Qu’il y ait dépendance ou non aux JHA, la relation entre ces activités et la violence en prison s’avère ambigüe. Il a été établi que des épisodes de victimisation pouvaient survenir avant (emprunts), pendant (tricherie) et suite à un pari (dettes). Pourtant, il existe entre les détenus une sorte de code qui dicte la conduite appropriée en prison. Désapprouvant toute forme d’exploitation et de vol entre pairs, on encourage la loyauté, le respect de ses engagements, le remboursement de ses dettes et la droiture (Vacheret & Lemire, 2007). Ceci étant, comment justifier l’existence des conflits précédemment décrits? Bien sûr, il demeure probable que tous les détenus ne respectent pas l’ensemble des règles contenues dans ce code informel. On peut également croire que les JHA agissent comme un vecteur de violence, puisque des sommes d’argent ou des objets de valeur sont impliqués.

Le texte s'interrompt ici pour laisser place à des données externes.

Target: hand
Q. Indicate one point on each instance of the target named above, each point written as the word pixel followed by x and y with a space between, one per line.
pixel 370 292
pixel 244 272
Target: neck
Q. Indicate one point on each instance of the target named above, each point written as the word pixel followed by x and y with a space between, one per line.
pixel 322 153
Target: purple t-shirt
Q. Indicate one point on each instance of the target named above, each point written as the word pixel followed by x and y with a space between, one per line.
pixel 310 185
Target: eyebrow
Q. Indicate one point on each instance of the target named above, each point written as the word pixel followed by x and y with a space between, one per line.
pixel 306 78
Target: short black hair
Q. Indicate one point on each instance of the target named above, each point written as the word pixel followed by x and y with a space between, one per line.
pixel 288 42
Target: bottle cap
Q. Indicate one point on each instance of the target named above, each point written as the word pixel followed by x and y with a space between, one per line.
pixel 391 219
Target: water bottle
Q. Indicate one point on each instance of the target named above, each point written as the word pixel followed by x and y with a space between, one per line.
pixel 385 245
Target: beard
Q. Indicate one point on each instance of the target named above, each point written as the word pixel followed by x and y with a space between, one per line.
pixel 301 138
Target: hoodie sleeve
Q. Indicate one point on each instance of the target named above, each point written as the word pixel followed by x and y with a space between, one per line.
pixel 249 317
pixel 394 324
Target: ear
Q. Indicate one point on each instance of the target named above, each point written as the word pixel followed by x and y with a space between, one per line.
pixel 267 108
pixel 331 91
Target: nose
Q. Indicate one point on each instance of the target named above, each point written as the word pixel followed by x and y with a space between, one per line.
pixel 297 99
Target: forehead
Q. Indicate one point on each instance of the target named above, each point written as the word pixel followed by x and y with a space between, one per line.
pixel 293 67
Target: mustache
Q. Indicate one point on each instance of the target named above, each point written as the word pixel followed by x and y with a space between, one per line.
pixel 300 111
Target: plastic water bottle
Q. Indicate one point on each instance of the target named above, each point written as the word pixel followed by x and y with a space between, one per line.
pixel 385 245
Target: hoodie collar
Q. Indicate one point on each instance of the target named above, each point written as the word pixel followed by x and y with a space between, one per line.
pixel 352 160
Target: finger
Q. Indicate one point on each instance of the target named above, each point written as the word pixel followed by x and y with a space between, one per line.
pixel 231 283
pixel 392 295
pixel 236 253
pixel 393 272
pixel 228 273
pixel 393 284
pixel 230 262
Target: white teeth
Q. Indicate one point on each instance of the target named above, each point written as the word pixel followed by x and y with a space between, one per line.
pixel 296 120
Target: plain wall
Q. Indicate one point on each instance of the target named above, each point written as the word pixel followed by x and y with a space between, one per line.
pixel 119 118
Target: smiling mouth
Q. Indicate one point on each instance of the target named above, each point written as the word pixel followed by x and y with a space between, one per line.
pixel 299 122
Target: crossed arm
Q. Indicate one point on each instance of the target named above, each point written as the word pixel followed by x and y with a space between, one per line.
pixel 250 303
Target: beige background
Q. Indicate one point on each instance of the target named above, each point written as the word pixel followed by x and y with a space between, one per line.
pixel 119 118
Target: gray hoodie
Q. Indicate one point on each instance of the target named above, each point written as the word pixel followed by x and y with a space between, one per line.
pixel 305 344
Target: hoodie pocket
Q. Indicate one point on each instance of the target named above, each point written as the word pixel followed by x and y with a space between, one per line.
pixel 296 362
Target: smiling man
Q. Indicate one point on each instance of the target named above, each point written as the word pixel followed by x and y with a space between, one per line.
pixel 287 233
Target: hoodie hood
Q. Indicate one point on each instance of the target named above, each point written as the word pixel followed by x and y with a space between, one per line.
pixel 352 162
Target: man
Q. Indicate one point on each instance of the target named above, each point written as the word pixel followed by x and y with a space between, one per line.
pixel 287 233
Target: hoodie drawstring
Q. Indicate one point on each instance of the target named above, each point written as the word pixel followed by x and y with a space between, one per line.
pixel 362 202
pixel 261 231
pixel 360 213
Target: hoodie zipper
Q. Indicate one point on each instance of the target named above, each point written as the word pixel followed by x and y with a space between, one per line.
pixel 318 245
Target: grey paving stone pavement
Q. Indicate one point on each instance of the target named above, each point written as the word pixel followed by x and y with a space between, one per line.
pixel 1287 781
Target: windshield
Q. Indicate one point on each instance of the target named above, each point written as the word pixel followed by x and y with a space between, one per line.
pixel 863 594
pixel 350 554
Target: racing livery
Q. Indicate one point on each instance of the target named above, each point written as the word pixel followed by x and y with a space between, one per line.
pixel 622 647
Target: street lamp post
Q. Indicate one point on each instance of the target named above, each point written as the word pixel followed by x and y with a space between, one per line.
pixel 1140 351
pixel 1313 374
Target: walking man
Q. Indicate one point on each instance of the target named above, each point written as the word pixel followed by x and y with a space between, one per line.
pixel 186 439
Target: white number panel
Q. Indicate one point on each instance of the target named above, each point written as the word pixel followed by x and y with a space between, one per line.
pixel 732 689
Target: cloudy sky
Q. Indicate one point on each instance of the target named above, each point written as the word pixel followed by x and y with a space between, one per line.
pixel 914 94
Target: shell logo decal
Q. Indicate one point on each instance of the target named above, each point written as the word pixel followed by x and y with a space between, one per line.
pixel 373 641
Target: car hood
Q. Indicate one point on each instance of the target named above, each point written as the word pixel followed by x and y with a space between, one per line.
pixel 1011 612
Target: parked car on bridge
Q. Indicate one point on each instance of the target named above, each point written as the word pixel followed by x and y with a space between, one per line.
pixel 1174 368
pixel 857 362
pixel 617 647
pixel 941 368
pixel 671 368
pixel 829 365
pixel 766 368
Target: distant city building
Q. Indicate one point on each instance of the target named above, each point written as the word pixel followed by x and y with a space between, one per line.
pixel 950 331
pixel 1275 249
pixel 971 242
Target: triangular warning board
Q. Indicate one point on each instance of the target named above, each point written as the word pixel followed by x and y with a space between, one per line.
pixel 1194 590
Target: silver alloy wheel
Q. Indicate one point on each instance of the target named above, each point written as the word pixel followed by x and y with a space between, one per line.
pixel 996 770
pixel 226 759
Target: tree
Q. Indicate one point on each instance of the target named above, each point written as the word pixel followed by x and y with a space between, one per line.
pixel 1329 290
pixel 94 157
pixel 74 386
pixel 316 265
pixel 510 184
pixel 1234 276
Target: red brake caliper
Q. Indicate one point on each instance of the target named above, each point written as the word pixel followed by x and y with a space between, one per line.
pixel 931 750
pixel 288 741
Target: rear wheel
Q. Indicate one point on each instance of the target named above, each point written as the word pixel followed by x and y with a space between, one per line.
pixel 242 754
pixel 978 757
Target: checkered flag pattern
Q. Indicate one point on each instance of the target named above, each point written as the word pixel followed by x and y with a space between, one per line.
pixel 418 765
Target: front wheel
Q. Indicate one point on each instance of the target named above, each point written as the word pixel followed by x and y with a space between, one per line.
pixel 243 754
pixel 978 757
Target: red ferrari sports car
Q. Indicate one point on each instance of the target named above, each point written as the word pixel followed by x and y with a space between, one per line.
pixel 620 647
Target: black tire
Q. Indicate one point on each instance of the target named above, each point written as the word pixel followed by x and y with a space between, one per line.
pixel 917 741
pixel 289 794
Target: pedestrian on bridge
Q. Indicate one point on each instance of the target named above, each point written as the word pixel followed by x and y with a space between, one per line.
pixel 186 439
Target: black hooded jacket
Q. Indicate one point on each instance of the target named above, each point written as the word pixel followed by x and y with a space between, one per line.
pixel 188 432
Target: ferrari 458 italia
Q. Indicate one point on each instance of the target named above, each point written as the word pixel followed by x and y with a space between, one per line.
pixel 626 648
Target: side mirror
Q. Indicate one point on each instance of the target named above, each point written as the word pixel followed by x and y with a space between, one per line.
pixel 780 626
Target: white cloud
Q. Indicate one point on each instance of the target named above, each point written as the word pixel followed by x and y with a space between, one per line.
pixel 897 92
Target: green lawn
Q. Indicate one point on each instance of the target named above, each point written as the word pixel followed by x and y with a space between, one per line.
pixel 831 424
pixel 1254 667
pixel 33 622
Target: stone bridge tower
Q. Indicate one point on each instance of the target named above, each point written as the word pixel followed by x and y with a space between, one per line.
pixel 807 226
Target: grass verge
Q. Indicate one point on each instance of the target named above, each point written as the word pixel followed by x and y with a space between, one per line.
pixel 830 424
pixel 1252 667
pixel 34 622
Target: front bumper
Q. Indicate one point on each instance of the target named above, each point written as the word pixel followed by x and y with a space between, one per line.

De nouvelles études sur l’impact des paris dans les établissements de détention sont donc nécessaires pour éclaircir certains écarts observés dans la littérature scientifique. Par exemple, les JHA génèrent-ils des conséquences plus importantes que les autres activités ludiques? La présence de tricheurs lors d’une partie de cartes avec mises mène-t-elle automatiquement à des représailles violentes? Le cas échéant, quels sont les facteurs qui augmentent les risques qu’une telle situation dégénère? Clemmer (1940/1958) croit que la tricherie reste plutôt éphémère en prison, puisque les auteurs sont rapidement identifiés et que les autres détenus cessent tout simplement de parier avec eux. Le même traitement s’appliquerait aux joueurs qui éprouvent de la

difficulté à honorer leurs dettes. Avec le temps, ces derniers expérimenteraient de plus en plus de difficultés à trouver des partenaires, puisque miser avec eux revient à une « mauvaise affaire » (Clemmer, 1940/1958).

Enfin, des informations supplémentaires sont nécessaires pour mieux comprendre l’impact des JHA en détention. La documentation sur ces activités dans la société libre abonde, mais très peu d’études les analysent en milieu fermé. La deuxième partie de ce chapitre synthétise donc les connaissances dans le domaine de la sociologie carcérale.